DEF Drew Moor (Colorado Rapids): Part of the defense that restricted Chivas USA to just one shot on target (and, more importantly, kept Erick Torres from registering any shots on frame) and still found time to saunter up the field and score one of his own.
RM Ethan Finlay (Columbus Crew): His run drew the foul which Federico Higuain turned into one of the prettiest set piece goals we'll see this season; and his run let Justin Meram launch one over the top for the Crew winger to chase, control, and fire into goal for Columbus's winner in New England.
CM Federico Higuain (Columbus Crew): One could talk about his leadership, his influence on the Crew's younger players, like Finley, or Wil Trapp - but mostly Higuain is in this week's team because he can do wonderful things with a free kick.
CM Yannick Djalo (San Jose Earthquakes): The Quakes battered Chicago this week, but not as literally as has tended to be the case with San Jose's more recent iterations. The big men who normally stalk the attacking third for the Quakes were absent, and Djalo took up a central playmaking role which contributed to his team's five-goal bonanza. In truth, most of the goals were either extraordinary individual efforts (Shea Salinas made something out of nothing; Djalo chipped one in from distance) or the result of the Fire's defensive blundering (Atiba Harris knocked in a rebound; Chicago let Chris Wondolowski too close to goal once too often). But Djalo was credited with two assists on the night and his goal was pretty special.
CM Pedro Morales (Vancouver Whitecaps): The score sheet shows Morales scored a penalty in Vancouver's 2-2 draw with FC Dallas. The game highlights, however, show this match to be effectively a 90-minute master class in midfield creativity and attacking intent. Morales put on a show. He'd be the runaway player of the week if he hadn't been playing against the goalkeeper of the week.
LM Shea Salinas (San Jose Earthquakes): Started the Quakes' 5-1 rout of Chicago in rare style, with a solo effortthat started too far away to be any threat to anyone, moved seemingly too close to the Fire's defense to do anything, and finished too well for Sean Johnson to stop it.

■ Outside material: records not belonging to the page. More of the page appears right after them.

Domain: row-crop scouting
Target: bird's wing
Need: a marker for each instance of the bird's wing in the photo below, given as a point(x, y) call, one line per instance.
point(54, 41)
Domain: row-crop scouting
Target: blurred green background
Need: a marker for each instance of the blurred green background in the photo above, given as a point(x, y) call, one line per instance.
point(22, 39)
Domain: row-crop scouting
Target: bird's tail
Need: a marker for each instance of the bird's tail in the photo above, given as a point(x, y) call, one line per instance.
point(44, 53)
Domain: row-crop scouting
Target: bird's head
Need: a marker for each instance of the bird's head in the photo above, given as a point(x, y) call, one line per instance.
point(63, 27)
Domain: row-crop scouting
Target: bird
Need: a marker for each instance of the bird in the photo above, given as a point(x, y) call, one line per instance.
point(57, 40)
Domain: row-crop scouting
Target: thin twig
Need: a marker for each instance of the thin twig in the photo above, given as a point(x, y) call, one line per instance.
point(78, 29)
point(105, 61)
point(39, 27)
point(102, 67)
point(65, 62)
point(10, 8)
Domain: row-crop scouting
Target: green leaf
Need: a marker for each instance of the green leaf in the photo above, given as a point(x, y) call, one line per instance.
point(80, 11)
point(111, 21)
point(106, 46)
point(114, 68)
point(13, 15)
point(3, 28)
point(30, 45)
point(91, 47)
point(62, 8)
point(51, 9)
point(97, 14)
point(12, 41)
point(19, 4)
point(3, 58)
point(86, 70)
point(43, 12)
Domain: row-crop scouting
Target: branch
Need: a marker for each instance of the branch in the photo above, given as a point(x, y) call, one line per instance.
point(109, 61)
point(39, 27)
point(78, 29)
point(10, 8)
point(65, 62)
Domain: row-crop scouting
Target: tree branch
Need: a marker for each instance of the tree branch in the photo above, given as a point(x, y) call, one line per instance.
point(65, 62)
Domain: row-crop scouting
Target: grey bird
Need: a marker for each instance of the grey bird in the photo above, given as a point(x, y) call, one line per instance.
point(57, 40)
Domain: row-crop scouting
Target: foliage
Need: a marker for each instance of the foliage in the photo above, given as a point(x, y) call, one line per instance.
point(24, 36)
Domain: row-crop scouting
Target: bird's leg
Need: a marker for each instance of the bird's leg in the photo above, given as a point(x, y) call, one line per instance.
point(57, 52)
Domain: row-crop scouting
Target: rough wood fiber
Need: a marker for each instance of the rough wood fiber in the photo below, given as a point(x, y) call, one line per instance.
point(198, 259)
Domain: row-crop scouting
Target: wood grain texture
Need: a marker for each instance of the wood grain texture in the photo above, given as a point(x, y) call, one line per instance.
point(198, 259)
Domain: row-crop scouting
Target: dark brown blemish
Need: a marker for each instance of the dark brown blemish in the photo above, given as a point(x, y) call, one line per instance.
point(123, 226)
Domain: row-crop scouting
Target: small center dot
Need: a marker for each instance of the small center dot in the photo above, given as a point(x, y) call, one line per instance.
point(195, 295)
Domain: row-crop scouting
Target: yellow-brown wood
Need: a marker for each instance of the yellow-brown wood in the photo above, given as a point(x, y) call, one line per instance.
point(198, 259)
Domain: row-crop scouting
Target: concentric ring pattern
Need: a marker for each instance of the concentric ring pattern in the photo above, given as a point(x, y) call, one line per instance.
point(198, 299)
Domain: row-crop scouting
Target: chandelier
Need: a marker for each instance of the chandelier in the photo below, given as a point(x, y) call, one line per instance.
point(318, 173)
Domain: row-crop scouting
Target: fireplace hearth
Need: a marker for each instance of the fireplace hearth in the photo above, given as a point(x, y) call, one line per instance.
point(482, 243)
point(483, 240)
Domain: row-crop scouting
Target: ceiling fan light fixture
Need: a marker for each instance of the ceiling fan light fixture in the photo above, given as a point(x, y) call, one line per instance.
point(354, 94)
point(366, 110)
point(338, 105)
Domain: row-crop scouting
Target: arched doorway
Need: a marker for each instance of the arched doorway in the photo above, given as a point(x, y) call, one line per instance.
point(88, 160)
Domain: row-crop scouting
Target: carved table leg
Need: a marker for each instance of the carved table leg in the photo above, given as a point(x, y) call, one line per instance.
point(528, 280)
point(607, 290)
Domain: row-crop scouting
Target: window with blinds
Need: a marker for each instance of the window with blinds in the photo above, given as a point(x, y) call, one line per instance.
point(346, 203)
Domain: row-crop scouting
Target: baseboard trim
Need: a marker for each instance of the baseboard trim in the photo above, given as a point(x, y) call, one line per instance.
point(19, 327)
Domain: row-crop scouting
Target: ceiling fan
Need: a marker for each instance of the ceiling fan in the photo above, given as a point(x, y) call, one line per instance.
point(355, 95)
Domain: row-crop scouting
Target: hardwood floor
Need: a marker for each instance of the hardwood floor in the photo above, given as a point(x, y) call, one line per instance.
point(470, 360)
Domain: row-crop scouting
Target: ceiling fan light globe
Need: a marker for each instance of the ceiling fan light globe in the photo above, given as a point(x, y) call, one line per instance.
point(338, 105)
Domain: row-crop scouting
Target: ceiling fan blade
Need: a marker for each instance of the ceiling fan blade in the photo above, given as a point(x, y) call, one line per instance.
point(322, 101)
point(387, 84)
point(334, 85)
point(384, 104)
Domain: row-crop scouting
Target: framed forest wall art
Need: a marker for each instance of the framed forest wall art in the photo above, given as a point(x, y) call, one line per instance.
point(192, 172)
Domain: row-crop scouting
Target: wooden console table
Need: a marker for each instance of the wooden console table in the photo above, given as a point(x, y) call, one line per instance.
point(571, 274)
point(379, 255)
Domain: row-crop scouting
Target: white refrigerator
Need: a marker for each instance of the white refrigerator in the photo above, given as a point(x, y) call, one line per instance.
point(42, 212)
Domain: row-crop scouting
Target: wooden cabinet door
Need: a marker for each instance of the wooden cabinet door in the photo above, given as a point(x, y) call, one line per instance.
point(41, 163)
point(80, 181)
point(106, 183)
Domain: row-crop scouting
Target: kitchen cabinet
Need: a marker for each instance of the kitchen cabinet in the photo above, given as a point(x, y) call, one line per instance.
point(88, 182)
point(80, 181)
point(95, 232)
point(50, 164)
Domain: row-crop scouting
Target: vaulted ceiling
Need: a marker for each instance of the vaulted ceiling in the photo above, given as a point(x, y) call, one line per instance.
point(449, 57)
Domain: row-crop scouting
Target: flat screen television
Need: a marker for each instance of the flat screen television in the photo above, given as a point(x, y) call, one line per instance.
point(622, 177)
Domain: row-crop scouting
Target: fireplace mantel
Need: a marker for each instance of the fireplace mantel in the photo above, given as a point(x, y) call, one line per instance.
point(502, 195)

FWD Olmes Garcia (Real Salt Lake): Sure, RSL was a man up by the time Garcia got onto the pitch. Yes, he got a lot of help from Javier Morales, who enjoyed the extra space on the field. But Garcia had gone more than a year without scoring, which includes a substantial part of this season, when senior Salt Lake forwards Alvaro Saborio and Robbie Findley have been unavailable for one reason or another. Garcia is only 21, but Joao Plata is merely 22 and he has been leading RSL's attack. So Garcia was in a danger of being labeled a bust, which wouldn't be great for him, or for the league's funny-money player acquisition policy. RSL needed a win, Garcia needed goals. He scored twice and his team got three points: a good week for all concerned in Utah.
FWD Gabriel Torres (Colorado Rapids): It was a good week for goal-shy strikers. Colorado's game against Chivas could have been predicted to play out as a Rapids win with a goal for Torres, but the latter was expected to be Erick, the Goats' Golden Boot contender. Instead, Gabriel struck from distance, at an even more improbable angle than that engineered by Nick LaBrocca for the opening goal. It was a memorable way for Torres to open his 2014 MLS scoring account. He's late to the party, but the Rapids won't care if he helps them secure a playoff place.
Coach - Mark Watson (San Jose Earthquakes): He hasn't much to celebrate this season, and his August schedule includes two games against Seattle, as well as matches with LA and RSL. San Jose is still bottom of the West, and likely to remain there. Unless this week's 5-1 win over the Fire, fashioned from an unusually lightweight Quakes lineup, represents a turning point, this could be the last chance to celebrate Watson's work in San Jose for some time. The Quakes played some fun, creative and attacking soccer in week 20, in a quite different way from what had become the expected, blunt-force-trauma approach to the game as practiced by the San Jose of old.